Represents a 64-bit floating-point number.
from fenic import DoubleType

schema = fc.Schema([
    fc.ColumnField("precise_value", DoubleType)
])

BooleanType

Represents a boolean value (True/False).
from fenic import BooleanType

schema = fc.Schema([
    fc.ColumnField("is_active", BooleanType)
])

DateType

Represents a date value.
from fenic import DateType

schema = fc.Schema([
    fc.ColumnField("birth_date", DateType)
])

TimestampType

Represents a timestamp value.
from fenic import TimestampType

schema = fc.Schema([
    fc.ColumnField("created_at", TimestampType)
])

Composite Types

Composite types represent structured collections of values.

ArrayType

Represents a homogeneous variable-length array (list) of elements.
element_type
DataType
required
The data type of each element in the array.

Examples

from fenic import ArrayType, StringType

schema = fc.Schema([
    fc.ColumnField("tags", ArrayType(StringType))
])

StructType

Represents a struct (record) with named fields. Each field can have a different data type.
struct_fields
List[StructField]
required
List of field definitions. Each field specifies a name and data type.

StructField

Defines a single field in a struct.
name
str
required
The name of the field.
data_type
DataType
required
The data type of the field.

Examples

from fenic import StructType, StructField, StringType, IntegerType

schema = fc.Schema([
    fc.ColumnField("person", StructType([
        StructField("name", StringType),
        StructField("age", IntegerType),
    ]))
])

Specialized Types

Specialized types provide semantic meaning and enable type-specific operations.

MarkdownType

Represents a string containing Markdown-formatted text. Enables markdown-specific functions.
import fenic as fc
from fenic import MarkdownType

# Cast to MarkdownType to use markdown functions
df = df.select(fc.col("content").cast(MarkdownType).alias("markdown"))

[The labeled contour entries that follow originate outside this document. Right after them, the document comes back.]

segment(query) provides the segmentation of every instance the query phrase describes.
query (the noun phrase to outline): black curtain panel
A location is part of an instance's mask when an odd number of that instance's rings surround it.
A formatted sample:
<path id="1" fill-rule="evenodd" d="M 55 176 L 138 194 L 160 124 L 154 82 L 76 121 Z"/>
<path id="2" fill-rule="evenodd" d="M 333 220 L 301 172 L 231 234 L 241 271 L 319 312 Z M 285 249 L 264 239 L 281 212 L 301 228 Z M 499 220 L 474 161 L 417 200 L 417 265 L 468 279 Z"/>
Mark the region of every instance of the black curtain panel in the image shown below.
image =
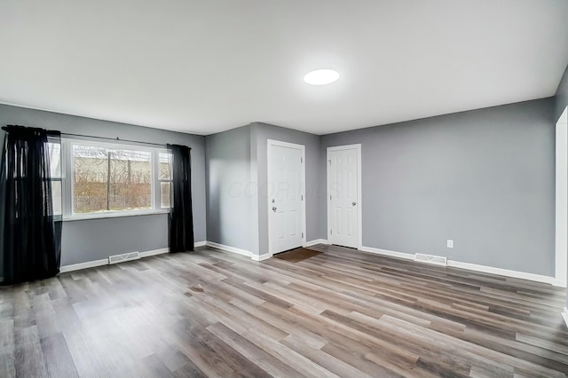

# Use markdown-specific functions
toc_df = df.select(
    fc.markdown.generate_toc(fc.col("markdown")).alias("toc")
)

sections_df = df.select(
    fc.markdown.extract_header_chunks(
        fc.col("markdown"), 
        header_level=2
    ).alias("sections")
).explode("sections")

JsonType

Represents a string containing JSON data. Enables JSON-specific functions.
import fenic as fc
from fenic import JsonType

# Cast to JsonType to use JSON functions
df = df.select(fc.col("json_string").cast(JsonType).alias("json_data"))

# Use jq to extract data
df = df.select(
    fc.json.jq(
        fc.col("json_data"),
        '.users[] | {name: .name, email: .email}'
    ).alias("user")
).explode("user")

HtmlType

Represents a string containing raw HTML markup.
from fenic import HtmlType

df = df.select(fc.col("content").cast(HtmlType).alias("html"))

TranscriptType

Represents a string containing a transcript in a specific format.
format
'generic' | 'srt' | 'webvtt'
required
The transcript format.
from fenic import TranscriptType

# Generic transcript format
df = df.select(
    fc.col("content").cast(TranscriptType(format="generic")).alias("transcript")
)

# SRT subtitle format
df = df.select(
    fc.col("content").cast(TranscriptType(format="srt")).alias("transcript")
)

# WebVTT format
df = df.select(
    fc.col("content").cast(TranscriptType(format="webvtt")).alias("transcript")
)

DocumentPathType

Represents a string containing a document’s local (file system) or remote (URL) path.
format
'pdf'
default:"'pdf'"
The document format. Currently only supports PDF.
from fenic import DocumentPathType

df = df.select(
    fc.col("file_path").cast(DocumentPathType(format="pdf")).alias("pdf_path")
)

EmbeddingType

Represents a fixed-length embedding vector generated by a specific model.
dimensions
int
required
The number of dimensions in the embedding vector.
embedding_model
str
required
Name of the model used to generate the embedding.

Examples

from fenic import EmbeddingType

# text-embedding-3-small (1536 dimensions)
embedding_type = EmbeddingType(
    dimensions=1536, 
    embedding_model="text-embedding-3-small"
)

Type Casting

Use the cast() method to convert columns between types:
import fenic as fc

# Cast to string
df = df.select(fc.col("id").cast(fc.StringType))

# Cast to integer
df = df.select(fc.col("amount").cast(fc.IntegerType))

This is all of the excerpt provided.